Silver Fern Farms is New Zealand’s biggest livestock processing and marketing company. It started operations back in 1948 as the Primary Producers Co-operative Society (PPCS). Over time, it prospered and grew in an industry where others were falling over. Then in the late 1990s it took a step which has arguably proved to be its long term undoing. It got involved in a secret campaign to invest in Hawkes Bay based Richmond Meats, working towards a long term goal of majority ownership. In the process it ran foul of the law. To extricate itself from an untenable business position, it took over the total company in 2006. But the cost was high. Silver Fern Farms, still known in those days as PPCS, had to take on lots of debt. From that time onwards it has always struggled.
The Richmond saga led soon thereafter to Keith Cooper taking on the role of CEO. Although appointed from within the company, he certainly acted like a new broom. One industry leader said to me at the time that Keith Cooper had the worst job in New Zealand, with nowhere to turn for easy success. Now, some eight years later, Keith Cooper has decided to move on.
These last eight years have seen Silver Fern Farms try to reposition itself as a food company rather than a commodity company. It has not been an easy transition and there is still a long way to go. The culture at the top has certainly changed, but developing consumer markets takes both time and capital. And it seems that time now run out, at least within the present structure.
A fundamental restructuring would have come in 2008 if PGG Wrightson, led in those times by Craig Norgate, had succeeded with a $220 million takeover for a 50 percent share of Silver Fern Farms. The timing provide disastrous with the Global Financial Crisis about to unfold. PGG Wrightson was unable to settle on the deal and paid compensation of cash and shares worth $42 million in total. This provided an interim lifeline to Silver Fern Farms.
Silver Fern Farms has announced that profit for the year ended 30 September 2014 will be between $5 million and $7 million pretax. That is much better than last year’s pretax loss of $36.5 million, but it still leaves aggregate five-year losses of about $40 million.

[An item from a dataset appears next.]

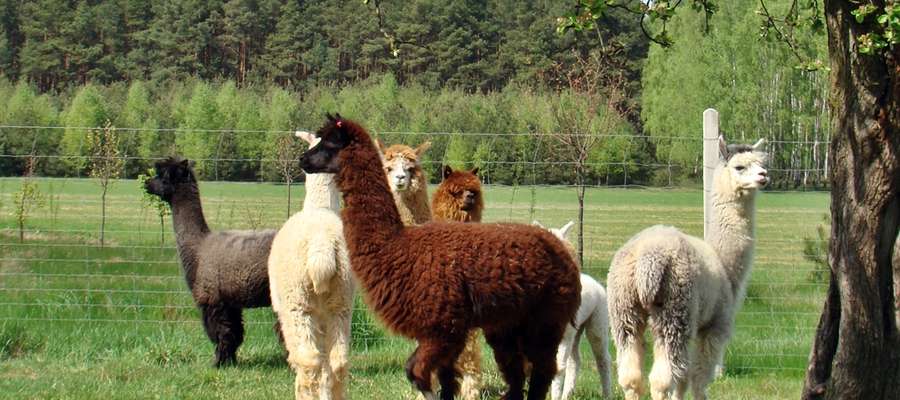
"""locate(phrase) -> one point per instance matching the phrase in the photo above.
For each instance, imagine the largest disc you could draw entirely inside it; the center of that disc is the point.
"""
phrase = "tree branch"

Chairman Rob Hewett has indicated that Silver Fern Farms has no fixed ideas as to how the restructuring will play out, except that they will be working with the guidance of an investment bank and the support of their banking consortium. In the final analysis, when companies are struggling to manage their debt, it is always the bankers who have the final say.
Events could now play out in several ways. The beef part of the business could be of interest to the largely Japanese-owned ANZCO or to the Talleys-owned AFFCO. Either way, Commerce Commission approval is likely to be needed. Alternatively, it could be Chinese or Brazilian interests that step up with an offer.

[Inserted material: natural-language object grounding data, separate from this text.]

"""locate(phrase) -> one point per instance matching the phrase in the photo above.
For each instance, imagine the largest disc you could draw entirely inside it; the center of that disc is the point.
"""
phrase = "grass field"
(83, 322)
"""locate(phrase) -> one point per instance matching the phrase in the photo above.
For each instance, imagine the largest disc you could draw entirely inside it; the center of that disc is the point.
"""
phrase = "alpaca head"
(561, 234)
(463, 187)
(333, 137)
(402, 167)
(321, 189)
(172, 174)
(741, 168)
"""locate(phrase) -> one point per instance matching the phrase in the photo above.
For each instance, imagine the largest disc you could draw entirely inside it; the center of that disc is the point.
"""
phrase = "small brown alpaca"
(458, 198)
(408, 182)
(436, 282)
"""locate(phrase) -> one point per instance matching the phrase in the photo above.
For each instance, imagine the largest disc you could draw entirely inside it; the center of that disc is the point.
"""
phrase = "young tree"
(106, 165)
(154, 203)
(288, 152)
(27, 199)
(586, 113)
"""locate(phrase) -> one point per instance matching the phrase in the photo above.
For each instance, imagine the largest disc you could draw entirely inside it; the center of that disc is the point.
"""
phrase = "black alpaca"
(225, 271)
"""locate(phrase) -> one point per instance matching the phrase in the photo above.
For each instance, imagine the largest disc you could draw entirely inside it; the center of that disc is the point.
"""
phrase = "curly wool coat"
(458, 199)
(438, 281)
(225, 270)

With the beef side of the business divested, then Alliance would surely look seriously at the sheep business. It will all depend on whether the price is right. Once the banks are paid, then whether or not there will be any cash left for Silver Fern Farms shareholders is a moot point.
That leaves just the Silver Fern Farms venison business. My guess is that we might see a new venison co-operative take over those assets.

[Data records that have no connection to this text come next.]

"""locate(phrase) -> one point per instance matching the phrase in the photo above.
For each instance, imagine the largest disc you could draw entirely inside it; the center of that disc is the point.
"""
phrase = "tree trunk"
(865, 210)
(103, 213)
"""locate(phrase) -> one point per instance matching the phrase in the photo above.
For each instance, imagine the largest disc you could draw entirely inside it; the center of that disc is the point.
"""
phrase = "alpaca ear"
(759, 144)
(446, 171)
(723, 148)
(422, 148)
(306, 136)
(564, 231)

So it looks as if the phony war is just about over. The forthcoming restructure is likely to bring new stability to the processing and marketing industry. However, whether farmers will be better off with the new structure is far from guaranteed; it could depend on who buys the Silver Fern assets. In the meantime, Silver Fern Farms will need to reassure its farmer suppliers that payment for supplied stock is guaranteed.